Warum machen Sie daraus nicht einen Entwicklungsroman? Mit so einem Typ à la Norman Bates. Sie wissen, schon: Psycho! So mit Ödipus-Komplex, einer dominanten Mutter, die zwar schon lange tot ist, aber immer noch im Haus herumspukt. Ich könnte mir erste Experimente mit Tieren vorstellen, erst tote Tiere, dann lebende Tiere, dann schließlich die ersten Experimente am Menschen. Vergessen Sie aber nicht Ihr Thema, die Sprache – darauf muss alles immer wieder hinauslaufen. Was passiert, wenn uns die Sprache genommen wird? Schweifen Sie ruhig ein wenig ab, bauen Sie Ihre Spinnereien zu einem Theorie-Konstrukt aus. So wie Laurence Fishburne, der im dritten Teil die komplexe Struktur der Matrix erklärt. Völliger Schwachsinn, aber das lieben die Leute. Sie wollen geschockt, emotional gekitzelt und gleichzeitig intellektuell gefordert werden. Und natürlich muss am Ende alles offen bleiben für eine Fortsetzung. Da können wir eine Reihe von sechs bis zehn Romanen draus machen. Die Filmrechte verkaufe ich an HBO, die machen daraus eine CSI-Serie mit drei oder vier Staffeln. Oder auch fünf“.

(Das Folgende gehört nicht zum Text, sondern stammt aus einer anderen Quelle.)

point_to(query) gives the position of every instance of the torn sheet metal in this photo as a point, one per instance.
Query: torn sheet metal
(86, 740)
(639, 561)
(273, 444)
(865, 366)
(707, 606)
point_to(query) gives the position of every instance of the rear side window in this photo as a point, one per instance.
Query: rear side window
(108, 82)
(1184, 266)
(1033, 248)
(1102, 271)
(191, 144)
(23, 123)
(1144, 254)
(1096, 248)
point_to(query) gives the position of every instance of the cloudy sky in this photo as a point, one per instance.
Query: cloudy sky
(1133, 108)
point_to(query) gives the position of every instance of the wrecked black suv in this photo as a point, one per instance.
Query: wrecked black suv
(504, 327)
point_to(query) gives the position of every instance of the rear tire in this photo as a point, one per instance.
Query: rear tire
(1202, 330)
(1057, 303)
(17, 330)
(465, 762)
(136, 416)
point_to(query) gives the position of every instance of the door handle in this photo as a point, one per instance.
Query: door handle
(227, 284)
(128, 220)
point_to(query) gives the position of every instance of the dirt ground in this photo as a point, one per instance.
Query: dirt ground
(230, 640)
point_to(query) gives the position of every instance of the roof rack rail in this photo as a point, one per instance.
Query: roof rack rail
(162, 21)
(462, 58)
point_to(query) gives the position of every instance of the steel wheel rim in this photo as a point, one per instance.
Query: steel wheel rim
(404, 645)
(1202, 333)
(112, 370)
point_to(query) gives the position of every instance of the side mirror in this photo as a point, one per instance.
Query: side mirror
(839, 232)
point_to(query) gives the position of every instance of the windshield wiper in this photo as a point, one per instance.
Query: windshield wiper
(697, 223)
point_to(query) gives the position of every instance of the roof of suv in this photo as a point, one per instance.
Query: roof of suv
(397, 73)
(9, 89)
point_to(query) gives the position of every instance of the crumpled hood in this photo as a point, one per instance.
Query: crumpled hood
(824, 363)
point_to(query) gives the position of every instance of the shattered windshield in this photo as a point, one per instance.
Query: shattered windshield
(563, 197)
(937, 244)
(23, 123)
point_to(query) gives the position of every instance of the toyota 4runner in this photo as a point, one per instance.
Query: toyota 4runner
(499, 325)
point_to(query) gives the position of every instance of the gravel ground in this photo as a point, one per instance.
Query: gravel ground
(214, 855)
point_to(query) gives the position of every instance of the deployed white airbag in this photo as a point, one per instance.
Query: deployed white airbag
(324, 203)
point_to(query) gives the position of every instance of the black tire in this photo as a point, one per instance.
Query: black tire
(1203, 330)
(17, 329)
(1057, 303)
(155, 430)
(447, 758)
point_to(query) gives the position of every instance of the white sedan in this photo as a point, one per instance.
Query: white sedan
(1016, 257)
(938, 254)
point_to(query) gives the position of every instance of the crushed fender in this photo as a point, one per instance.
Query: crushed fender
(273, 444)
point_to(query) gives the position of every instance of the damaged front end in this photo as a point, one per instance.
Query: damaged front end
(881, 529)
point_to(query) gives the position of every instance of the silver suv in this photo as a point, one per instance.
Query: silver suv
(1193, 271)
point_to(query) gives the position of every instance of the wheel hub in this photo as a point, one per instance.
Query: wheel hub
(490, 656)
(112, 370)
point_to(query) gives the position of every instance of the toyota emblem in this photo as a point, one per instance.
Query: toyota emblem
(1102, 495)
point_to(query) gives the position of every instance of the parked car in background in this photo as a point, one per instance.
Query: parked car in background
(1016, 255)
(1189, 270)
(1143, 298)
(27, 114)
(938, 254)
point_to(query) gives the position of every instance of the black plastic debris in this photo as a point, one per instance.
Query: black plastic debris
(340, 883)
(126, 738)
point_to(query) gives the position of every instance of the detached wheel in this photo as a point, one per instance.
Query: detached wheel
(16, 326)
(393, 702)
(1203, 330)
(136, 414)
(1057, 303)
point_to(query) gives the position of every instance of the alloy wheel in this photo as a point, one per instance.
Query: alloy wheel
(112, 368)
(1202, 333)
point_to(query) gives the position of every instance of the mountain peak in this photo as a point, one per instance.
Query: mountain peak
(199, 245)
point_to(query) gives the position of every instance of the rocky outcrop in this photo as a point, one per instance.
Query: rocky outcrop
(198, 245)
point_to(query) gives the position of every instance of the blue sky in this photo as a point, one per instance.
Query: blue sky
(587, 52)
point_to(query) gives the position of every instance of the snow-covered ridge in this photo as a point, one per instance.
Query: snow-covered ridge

Ich weiß nicht, ob so ein Gespräch zwischen John Burnside und seinem Agenten jemals stattgefunden hat. Ich weiß noch nicht einmal, ob John Burnside überhaupt einen Agenten hat. Fakt ist aber, dass er genau so seinen Roman geschrieben hat. Haus der Stummen – poetischer Schrecken nach Schema F.
Titelfoto: Gabriele Luger
Ich halte John Burnside ja für einen der größten europäischen Autoren überhaupt. Dieses Buch wurde wohl mehr der Vollständigkeit halber veröffentlicht, immerhin ist es eigentlich sein Debüt und auch mit Abstand sein schwächstes Buch. Die Idee mit dem Gespräch ist nett, aber es ist sehr zu bezweifeln, dass so ein Gespräch stattgefunden hat. „The Dumb House“ erschien beispielsweise zwei Jahre vor „Matrix“ und „CSI“ lag damals noch in weiter Ferne.